I don’t think this story ends with better 3rd party data.
It ends with no 3rd party data. It ends with a Sub-Prime Data Crisis.
So how can you as a marketer limit your exposure to the Sub-Prime Data Crisis? As I said, B2B marketing doesn’t work without data. We need data to reach the right B2B buyers. But we need to do a better job distinguishing between real data and fake data. How?
Well, here I think it’s instructive to study an entirely different discipline outside of marketing: supply chain management. Our summer intern Rachel made the connection here (thank you, Rachel). Rachel told us that decades ago, companies started paying more attention to their supply chains in search of efficiencies. And those companies discovered that the easiest solution was to focus on shortening their supply chains. The more complex the supply chain, the more opportunities there are for wastage. Big sums of money get lost to fraud or human error.
If marketers want better data, we need to work on shortening our supply chains.
Here are two steps you take to shorten your supply chain and increase its efficiency:
Step 1) Choose direct data over indirect data. The more hands your data passes through, the more times one data set gets combined with another data set, the less accurate the data becomes. If your vendor can’t explain exactly where the data comes from in a single sentence, I’d consider that a real red flag. LinkedIn data, for example, comes from LinkedIn profiles, and you can go verify those profiles with your own eyes. It’s not a black box. It’s an open box.

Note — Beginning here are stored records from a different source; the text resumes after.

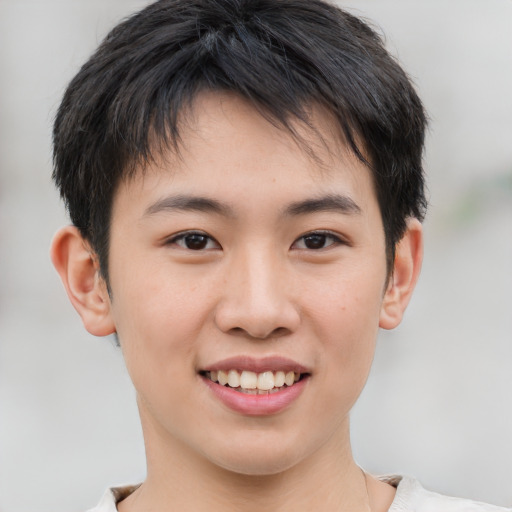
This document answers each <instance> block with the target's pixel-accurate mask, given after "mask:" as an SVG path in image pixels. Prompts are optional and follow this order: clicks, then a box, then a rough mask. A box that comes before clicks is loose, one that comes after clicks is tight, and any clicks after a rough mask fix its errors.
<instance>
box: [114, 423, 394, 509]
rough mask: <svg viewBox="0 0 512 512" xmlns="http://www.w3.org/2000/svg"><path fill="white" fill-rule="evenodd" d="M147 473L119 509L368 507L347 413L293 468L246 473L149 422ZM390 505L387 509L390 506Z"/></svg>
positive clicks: (145, 438)
mask: <svg viewBox="0 0 512 512" xmlns="http://www.w3.org/2000/svg"><path fill="white" fill-rule="evenodd" d="M144 428H145V432H144V434H145V439H146V452H147V459H148V474H147V479H146V481H145V482H144V484H142V485H141V487H139V489H138V490H137V491H135V492H134V493H133V494H132V495H131V496H129V497H128V498H127V499H126V500H124V501H123V502H121V503H120V504H119V510H120V512H138V511H141V510H158V511H160V512H171V511H175V510H180V512H192V511H194V512H195V511H197V510H209V511H211V512H216V511H219V512H220V511H223V512H231V511H236V512H241V511H243V512H262V511H264V510H272V511H275V512H291V511H294V512H295V511H296V510H329V511H333V512H334V511H336V512H348V511H350V512H359V511H360V512H368V511H369V510H371V508H370V500H371V498H370V496H369V493H368V482H367V481H366V478H365V475H364V473H363V472H362V471H361V469H360V468H359V467H358V466H357V465H356V464H355V462H354V460H353V457H352V453H351V450H350V442H349V428H348V419H347V421H346V425H344V426H343V429H340V431H339V432H338V434H337V435H336V436H335V438H333V439H330V440H328V441H327V442H326V443H325V445H324V446H323V447H322V448H321V449H320V450H318V451H317V452H315V453H314V454H311V455H310V456H309V457H307V458H305V459H303V460H301V461H300V462H299V463H297V464H295V465H293V466H292V467H290V468H287V469H285V470H282V471H279V472H277V473H274V474H265V475H244V474H240V473H235V472H233V471H229V470H227V469H224V468H221V467H219V466H218V465H216V464H213V463H212V462H210V461H209V460H207V459H206V458H204V457H202V456H201V455H200V454H197V453H196V452H194V451H192V450H191V449H190V448H189V447H187V446H186V445H184V444H183V443H180V442H179V441H177V440H175V439H173V440H169V439H167V440H166V442H165V443H163V442H162V439H161V438H160V436H158V435H157V433H156V432H149V431H148V430H150V426H148V425H146V426H144ZM386 510H387V509H386Z"/></svg>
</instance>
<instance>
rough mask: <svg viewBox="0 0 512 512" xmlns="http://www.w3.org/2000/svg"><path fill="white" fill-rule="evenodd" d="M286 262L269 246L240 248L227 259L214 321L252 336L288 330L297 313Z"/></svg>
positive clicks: (297, 321) (274, 332)
mask: <svg viewBox="0 0 512 512" xmlns="http://www.w3.org/2000/svg"><path fill="white" fill-rule="evenodd" d="M286 267H287V266H286V262H285V261H283V260H282V259H281V258H279V257H278V255H276V252H275V251H273V250H272V248H271V247H268V246H267V247H261V246H260V247H258V248H257V249H254V248H253V250H244V251H243V253H241V254H237V255H236V257H235V256H234V257H233V258H232V259H231V261H229V262H228V265H227V268H226V274H225V288H224V291H223V294H222V297H223V298H222V301H221V303H220V304H219V305H218V311H217V323H218V325H219V327H220V328H221V329H222V330H223V331H226V332H227V331H230V330H237V331H239V330H243V331H245V332H246V333H247V334H248V335H249V336H251V337H254V338H266V337H269V336H271V335H277V333H278V332H279V333H280V334H283V333H284V332H292V331H293V330H295V329H296V327H297V325H298V322H299V313H298V310H297V308H296V305H295V304H294V301H293V297H292V296H291V289H292V288H291V286H290V283H289V281H288V279H287V275H288V272H287V268H286Z"/></svg>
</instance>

Step 2) Choose direct payment over indirect payment. If you buy media on a billion sites, if you are paying someone who is paying someone who is paying someone, some enterprising criminal will find a way to take your money. Instead, buy directly from reputable publishers that you have heard of --- there are many, many such publishers out there.
Direct data, and direct payment. Two steps you can take to avert the Sub-Prime Data Crisis.